Accelerated immune senescence in HIV infection
- Victor Appay1
© Appay; licensee BioMed Central Ltd. 2010
Published: 11 May 2010
The prospect that immune activation or inflammation may be directly related to the increased incidence in HIV infected donors of manifestations that are reminiscent of the human aging process (i.e. cardiovascular disease, malignancies, osteoporosis, cognitive impairment, depression and frailty) is raising increasing concerns. On the immunological side, in addition to promoting viral replication as well as CD4+ T cell apoptosis, HIV associated immune activation may also lead to an accelerated decline of immune competence resembling the phenomenon of immunosenescence. Our aim is to explore further the potential relationship between immune activation, HIV disease progression and immunosenescence.
Materials and methods
We performed a comparative analysis of immunologic markers in different groups of HIV infected donors and healthy controls. The initial investigation of blood lymphocyte populations led us rapidly to turn our attention onto the lymphocyte primary immune resources, i.e. the CD34+ hematopoietic progenitor cells (studied directly from the blood of patients).
Human aging and HIV-1 infection exhibit a number of parallels with regards to immunological attributes, that are evocative of premature immunosenescence in HIV-1 infected patients and reflect a reduced production of lymphocytes.

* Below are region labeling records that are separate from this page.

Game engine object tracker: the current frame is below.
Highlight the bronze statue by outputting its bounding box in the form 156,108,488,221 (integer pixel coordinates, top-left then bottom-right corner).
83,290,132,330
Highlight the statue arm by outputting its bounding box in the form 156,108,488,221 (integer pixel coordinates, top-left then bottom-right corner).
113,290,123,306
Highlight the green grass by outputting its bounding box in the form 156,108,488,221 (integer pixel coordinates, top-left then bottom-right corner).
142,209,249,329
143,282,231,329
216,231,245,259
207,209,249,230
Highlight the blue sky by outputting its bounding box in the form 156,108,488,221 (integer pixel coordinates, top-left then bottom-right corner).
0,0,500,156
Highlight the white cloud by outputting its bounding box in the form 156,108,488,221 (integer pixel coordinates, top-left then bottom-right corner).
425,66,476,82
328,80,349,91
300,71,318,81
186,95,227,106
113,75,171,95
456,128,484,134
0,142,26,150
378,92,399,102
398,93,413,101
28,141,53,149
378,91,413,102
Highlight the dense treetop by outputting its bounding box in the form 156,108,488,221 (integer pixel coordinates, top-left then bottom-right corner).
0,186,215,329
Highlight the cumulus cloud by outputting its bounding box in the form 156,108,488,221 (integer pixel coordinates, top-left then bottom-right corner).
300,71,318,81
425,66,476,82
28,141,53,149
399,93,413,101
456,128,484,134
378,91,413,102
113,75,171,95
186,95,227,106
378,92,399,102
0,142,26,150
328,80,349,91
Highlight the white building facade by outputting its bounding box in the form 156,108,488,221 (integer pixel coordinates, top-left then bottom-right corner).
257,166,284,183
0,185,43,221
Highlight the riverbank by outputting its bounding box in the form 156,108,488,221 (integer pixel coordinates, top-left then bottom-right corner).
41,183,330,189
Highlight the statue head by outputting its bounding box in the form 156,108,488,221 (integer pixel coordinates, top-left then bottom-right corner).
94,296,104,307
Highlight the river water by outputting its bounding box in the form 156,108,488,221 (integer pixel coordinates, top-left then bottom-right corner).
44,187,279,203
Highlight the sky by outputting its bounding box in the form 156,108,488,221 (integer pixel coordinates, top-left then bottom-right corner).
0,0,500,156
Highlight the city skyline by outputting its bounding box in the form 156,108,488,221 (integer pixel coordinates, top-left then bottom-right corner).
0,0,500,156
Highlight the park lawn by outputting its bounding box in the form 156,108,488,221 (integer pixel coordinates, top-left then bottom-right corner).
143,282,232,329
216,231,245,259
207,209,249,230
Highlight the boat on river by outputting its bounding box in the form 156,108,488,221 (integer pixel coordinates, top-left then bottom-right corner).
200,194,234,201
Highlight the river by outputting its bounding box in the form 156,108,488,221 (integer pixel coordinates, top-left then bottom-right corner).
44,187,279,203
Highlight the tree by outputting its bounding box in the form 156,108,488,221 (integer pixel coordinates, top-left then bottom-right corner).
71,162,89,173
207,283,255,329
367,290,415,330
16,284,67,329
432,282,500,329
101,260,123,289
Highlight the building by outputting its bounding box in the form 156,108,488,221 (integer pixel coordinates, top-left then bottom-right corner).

Analyses of CD34+ hematopoietic progenitor cell number, phenotype and clonogenic potential underline a manifest impairment of primary immune resources with age or HIV-1 infection. Systemic immune activation emerges as a major correlate of altered lymphopoiesis, which can be partially reversed with prolonged antiretroviral therapy. Poor CD4+ T cell count recovery despite successful virological response on antiretroviral treatment is associated with persistent damage to the lymphopoietic system.
Our findings provide new insights into the consequences of persistent immune activation in HIV-1 infection, and demonstrate the importance of primary hematopoietic resources in HIV pathogenesis and the response to antiretroviral treatments, but also more generally in the development of immunosenescence.
This article is published under license to BioMed Central Ltd.